Federated analytics

Federated analytics#

Federated analytics is an approach to reuse data without moving the data from the place where it is stored, allowing reuse of sensitive data in its original format. This is a privacy-by-design approach designed to prevent the reverse engineering of individual data centres, sets, and subjects. This is also a useful approach when data are too large to move.

Federated analytics enables real-time use of a living dataset, in contrast to approaches where a time-fixed version of a dataset is submitted to a repository or trusted research environment and subsequently shared. It is an important tool for analysis of time-varying sensitive data, for example in the health data space. Federated analytics can allow participant-level data to be analyzed across hospitals even though data can not be transferred from one hospital to another because of local data protection legislation. This is predicated on interoperable, high quality data described by interoperable, high quality, rich metadata.

Federated analytics generally require two levels of permissions. The first is the level of the research question and initiative, i.e., this specific group of data assets can participate in initiatives to answer a given research question. The second level specifies access conditions at the individual asset level. Although humans are engaged in assigning permissions for data assets, federated analytics is dependent on machine-to-machine communication of the types of actions possible for the data assets that are queried in the federated analysis. The data user is a software agent, and machine-actionable access policies are required during a machine-to-machine transaction to verify the identity of the agent, allow access to the target data asset(s), and check that the actions performed are those that are allowed.

Federated analysis of sensitive data needs to be accompanied by machine-actionable permissions for common work flows to allow machines to authorize actions on data assets based on rules defined for the specific interactions contributing to the analysis. The current ODRL 2.2 list of Actions for Rules does not include any Actions relevant to analytics. This Scenario highlights the need for extending this vocabulary with actions relevant to federated learning or other analytical processes. ODRL coupled with a structured, machine-readable representation for workflow execution is a necessary part of federated approaches to data reuse. An extended typology of Actions needs to be developed for distributed analytics (as part of a CDIF profile).

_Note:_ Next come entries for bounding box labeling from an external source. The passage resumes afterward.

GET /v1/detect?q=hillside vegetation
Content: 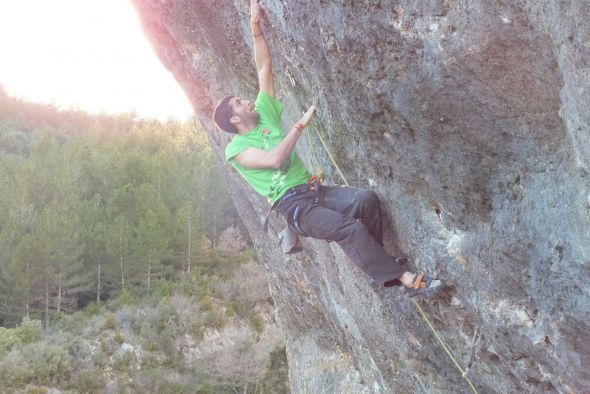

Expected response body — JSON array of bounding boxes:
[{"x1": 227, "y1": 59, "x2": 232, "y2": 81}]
[{"x1": 0, "y1": 89, "x2": 288, "y2": 393}]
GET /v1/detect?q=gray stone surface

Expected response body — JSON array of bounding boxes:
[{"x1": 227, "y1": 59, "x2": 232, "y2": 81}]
[{"x1": 134, "y1": 0, "x2": 590, "y2": 393}]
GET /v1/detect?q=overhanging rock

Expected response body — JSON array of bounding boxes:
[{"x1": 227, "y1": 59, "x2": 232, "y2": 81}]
[{"x1": 134, "y1": 0, "x2": 590, "y2": 393}]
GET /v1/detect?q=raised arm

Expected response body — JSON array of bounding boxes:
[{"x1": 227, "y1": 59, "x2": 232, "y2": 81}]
[{"x1": 250, "y1": 0, "x2": 275, "y2": 97}]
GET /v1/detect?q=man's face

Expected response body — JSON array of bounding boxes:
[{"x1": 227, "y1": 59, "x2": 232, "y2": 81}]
[{"x1": 229, "y1": 96, "x2": 259, "y2": 123}]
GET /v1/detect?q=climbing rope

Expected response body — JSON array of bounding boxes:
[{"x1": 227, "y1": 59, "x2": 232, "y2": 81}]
[{"x1": 308, "y1": 117, "x2": 477, "y2": 394}]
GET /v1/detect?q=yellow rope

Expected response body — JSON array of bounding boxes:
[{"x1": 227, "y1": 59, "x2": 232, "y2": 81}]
[
  {"x1": 310, "y1": 124, "x2": 350, "y2": 186},
  {"x1": 308, "y1": 120, "x2": 477, "y2": 394},
  {"x1": 412, "y1": 299, "x2": 477, "y2": 394}
]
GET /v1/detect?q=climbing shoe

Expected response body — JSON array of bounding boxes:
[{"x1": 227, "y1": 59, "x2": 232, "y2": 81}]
[{"x1": 406, "y1": 274, "x2": 446, "y2": 297}]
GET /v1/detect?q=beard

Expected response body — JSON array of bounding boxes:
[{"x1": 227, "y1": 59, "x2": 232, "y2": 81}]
[{"x1": 250, "y1": 111, "x2": 260, "y2": 124}]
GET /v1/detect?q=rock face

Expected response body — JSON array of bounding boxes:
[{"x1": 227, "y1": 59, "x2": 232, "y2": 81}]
[{"x1": 134, "y1": 0, "x2": 590, "y2": 393}]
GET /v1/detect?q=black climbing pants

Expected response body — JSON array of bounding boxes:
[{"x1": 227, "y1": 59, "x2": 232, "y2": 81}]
[{"x1": 277, "y1": 186, "x2": 406, "y2": 284}]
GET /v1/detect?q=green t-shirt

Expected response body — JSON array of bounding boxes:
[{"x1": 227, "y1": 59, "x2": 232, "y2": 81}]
[{"x1": 225, "y1": 92, "x2": 311, "y2": 204}]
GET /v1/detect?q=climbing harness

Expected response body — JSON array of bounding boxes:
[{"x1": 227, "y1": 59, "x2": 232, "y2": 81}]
[{"x1": 311, "y1": 115, "x2": 477, "y2": 394}]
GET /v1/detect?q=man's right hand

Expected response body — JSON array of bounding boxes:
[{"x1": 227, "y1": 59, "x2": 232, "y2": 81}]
[{"x1": 250, "y1": 0, "x2": 264, "y2": 23}]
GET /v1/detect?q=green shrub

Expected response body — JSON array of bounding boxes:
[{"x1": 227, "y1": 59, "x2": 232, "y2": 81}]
[
  {"x1": 0, "y1": 327, "x2": 22, "y2": 358},
  {"x1": 0, "y1": 342, "x2": 72, "y2": 388},
  {"x1": 70, "y1": 369, "x2": 106, "y2": 393},
  {"x1": 27, "y1": 386, "x2": 48, "y2": 394},
  {"x1": 15, "y1": 319, "x2": 43, "y2": 343},
  {"x1": 84, "y1": 302, "x2": 102, "y2": 317},
  {"x1": 117, "y1": 289, "x2": 136, "y2": 305},
  {"x1": 112, "y1": 351, "x2": 137, "y2": 375},
  {"x1": 102, "y1": 313, "x2": 117, "y2": 330}
]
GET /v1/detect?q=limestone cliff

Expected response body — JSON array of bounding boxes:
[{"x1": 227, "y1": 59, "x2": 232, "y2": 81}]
[{"x1": 134, "y1": 0, "x2": 590, "y2": 393}]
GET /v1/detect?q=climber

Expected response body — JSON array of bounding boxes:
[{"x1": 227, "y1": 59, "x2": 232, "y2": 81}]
[{"x1": 213, "y1": 0, "x2": 444, "y2": 295}]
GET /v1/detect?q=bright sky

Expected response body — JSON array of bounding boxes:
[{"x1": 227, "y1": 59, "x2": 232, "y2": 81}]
[{"x1": 0, "y1": 0, "x2": 192, "y2": 120}]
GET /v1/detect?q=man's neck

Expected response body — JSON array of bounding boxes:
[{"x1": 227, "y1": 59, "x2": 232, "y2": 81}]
[{"x1": 238, "y1": 124, "x2": 258, "y2": 135}]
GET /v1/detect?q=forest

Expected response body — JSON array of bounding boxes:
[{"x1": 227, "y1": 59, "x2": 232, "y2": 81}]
[{"x1": 0, "y1": 88, "x2": 287, "y2": 392}]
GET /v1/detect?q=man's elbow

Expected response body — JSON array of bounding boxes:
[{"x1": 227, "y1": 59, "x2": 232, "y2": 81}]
[{"x1": 268, "y1": 155, "x2": 285, "y2": 170}]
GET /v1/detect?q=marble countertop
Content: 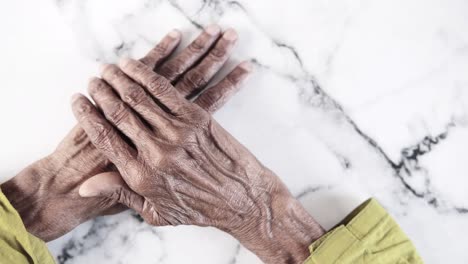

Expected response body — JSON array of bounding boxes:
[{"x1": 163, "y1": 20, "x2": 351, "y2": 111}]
[{"x1": 0, "y1": 0, "x2": 468, "y2": 264}]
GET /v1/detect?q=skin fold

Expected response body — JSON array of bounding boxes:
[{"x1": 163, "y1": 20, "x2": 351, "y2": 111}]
[
  {"x1": 72, "y1": 59, "x2": 324, "y2": 263},
  {"x1": 1, "y1": 25, "x2": 249, "y2": 241}
]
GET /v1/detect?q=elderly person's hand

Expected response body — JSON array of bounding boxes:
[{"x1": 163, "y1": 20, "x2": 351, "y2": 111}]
[
  {"x1": 1, "y1": 25, "x2": 252, "y2": 241},
  {"x1": 72, "y1": 59, "x2": 323, "y2": 263}
]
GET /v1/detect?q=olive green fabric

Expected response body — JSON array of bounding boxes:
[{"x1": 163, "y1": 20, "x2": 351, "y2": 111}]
[
  {"x1": 304, "y1": 199, "x2": 423, "y2": 264},
  {"x1": 0, "y1": 189, "x2": 423, "y2": 264},
  {"x1": 0, "y1": 189, "x2": 55, "y2": 264}
]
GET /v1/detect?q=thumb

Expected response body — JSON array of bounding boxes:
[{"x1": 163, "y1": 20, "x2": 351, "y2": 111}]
[{"x1": 78, "y1": 172, "x2": 145, "y2": 215}]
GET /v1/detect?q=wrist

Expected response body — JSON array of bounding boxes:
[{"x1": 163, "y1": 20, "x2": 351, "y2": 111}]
[
  {"x1": 1, "y1": 157, "x2": 56, "y2": 229},
  {"x1": 228, "y1": 177, "x2": 325, "y2": 263}
]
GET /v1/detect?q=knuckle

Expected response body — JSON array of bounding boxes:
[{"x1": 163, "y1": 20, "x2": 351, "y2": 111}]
[
  {"x1": 88, "y1": 78, "x2": 107, "y2": 94},
  {"x1": 188, "y1": 39, "x2": 206, "y2": 53},
  {"x1": 157, "y1": 61, "x2": 180, "y2": 80},
  {"x1": 107, "y1": 102, "x2": 129, "y2": 126},
  {"x1": 122, "y1": 85, "x2": 146, "y2": 107},
  {"x1": 151, "y1": 42, "x2": 169, "y2": 56},
  {"x1": 183, "y1": 70, "x2": 207, "y2": 88},
  {"x1": 102, "y1": 64, "x2": 120, "y2": 77},
  {"x1": 148, "y1": 76, "x2": 170, "y2": 96},
  {"x1": 74, "y1": 98, "x2": 93, "y2": 117},
  {"x1": 90, "y1": 122, "x2": 112, "y2": 149},
  {"x1": 225, "y1": 74, "x2": 238, "y2": 87},
  {"x1": 210, "y1": 46, "x2": 227, "y2": 61}
]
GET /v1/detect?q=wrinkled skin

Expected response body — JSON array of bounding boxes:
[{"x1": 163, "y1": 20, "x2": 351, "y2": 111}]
[
  {"x1": 72, "y1": 59, "x2": 323, "y2": 263},
  {"x1": 1, "y1": 25, "x2": 252, "y2": 241}
]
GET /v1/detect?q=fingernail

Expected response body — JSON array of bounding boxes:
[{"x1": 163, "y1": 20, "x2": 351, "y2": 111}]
[
  {"x1": 78, "y1": 184, "x2": 101, "y2": 197},
  {"x1": 99, "y1": 63, "x2": 110, "y2": 72},
  {"x1": 239, "y1": 61, "x2": 253, "y2": 72},
  {"x1": 119, "y1": 58, "x2": 131, "y2": 67},
  {"x1": 167, "y1": 29, "x2": 181, "y2": 39},
  {"x1": 223, "y1": 28, "x2": 238, "y2": 41},
  {"x1": 70, "y1": 93, "x2": 81, "y2": 103},
  {"x1": 205, "y1": 24, "x2": 221, "y2": 36}
]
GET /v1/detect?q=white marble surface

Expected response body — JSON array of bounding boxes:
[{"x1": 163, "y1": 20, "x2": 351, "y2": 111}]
[{"x1": 0, "y1": 0, "x2": 468, "y2": 264}]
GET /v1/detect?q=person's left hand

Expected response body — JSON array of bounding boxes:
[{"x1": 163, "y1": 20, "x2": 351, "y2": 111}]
[
  {"x1": 1, "y1": 25, "x2": 252, "y2": 241},
  {"x1": 72, "y1": 60, "x2": 323, "y2": 263}
]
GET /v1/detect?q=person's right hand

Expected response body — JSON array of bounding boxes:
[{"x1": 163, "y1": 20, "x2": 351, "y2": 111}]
[
  {"x1": 72, "y1": 59, "x2": 323, "y2": 263},
  {"x1": 1, "y1": 25, "x2": 252, "y2": 241}
]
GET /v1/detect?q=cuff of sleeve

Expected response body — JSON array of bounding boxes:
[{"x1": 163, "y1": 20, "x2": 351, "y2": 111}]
[
  {"x1": 0, "y1": 188, "x2": 54, "y2": 264},
  {"x1": 304, "y1": 199, "x2": 423, "y2": 264}
]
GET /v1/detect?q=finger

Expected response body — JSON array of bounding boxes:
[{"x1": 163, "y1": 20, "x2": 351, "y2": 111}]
[
  {"x1": 119, "y1": 59, "x2": 194, "y2": 116},
  {"x1": 176, "y1": 29, "x2": 237, "y2": 97},
  {"x1": 78, "y1": 172, "x2": 145, "y2": 217},
  {"x1": 140, "y1": 29, "x2": 181, "y2": 69},
  {"x1": 157, "y1": 25, "x2": 221, "y2": 82},
  {"x1": 194, "y1": 61, "x2": 252, "y2": 113},
  {"x1": 72, "y1": 94, "x2": 136, "y2": 168},
  {"x1": 101, "y1": 64, "x2": 175, "y2": 128},
  {"x1": 88, "y1": 78, "x2": 151, "y2": 146}
]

Data access policies and rules might constrain software Agents to accessing only parts of a dataset for particular users or analytic workflows. For example to only query a limited set of variables. ODRL permissions and prohibitions need to consider the processing involved in data analysis and model building, as well as privacy preservation concerns as part of the policy action. This requires Policy makers to specify sub-sets or sub-structures of their data Assets with interoperable, machine-actionable representations. In a federated learning approach to data sharing, refinement of Asset descriptions, e.g. using the DDI-CDI variable model, is necessary to support these more granular access constraints for distributed analytics.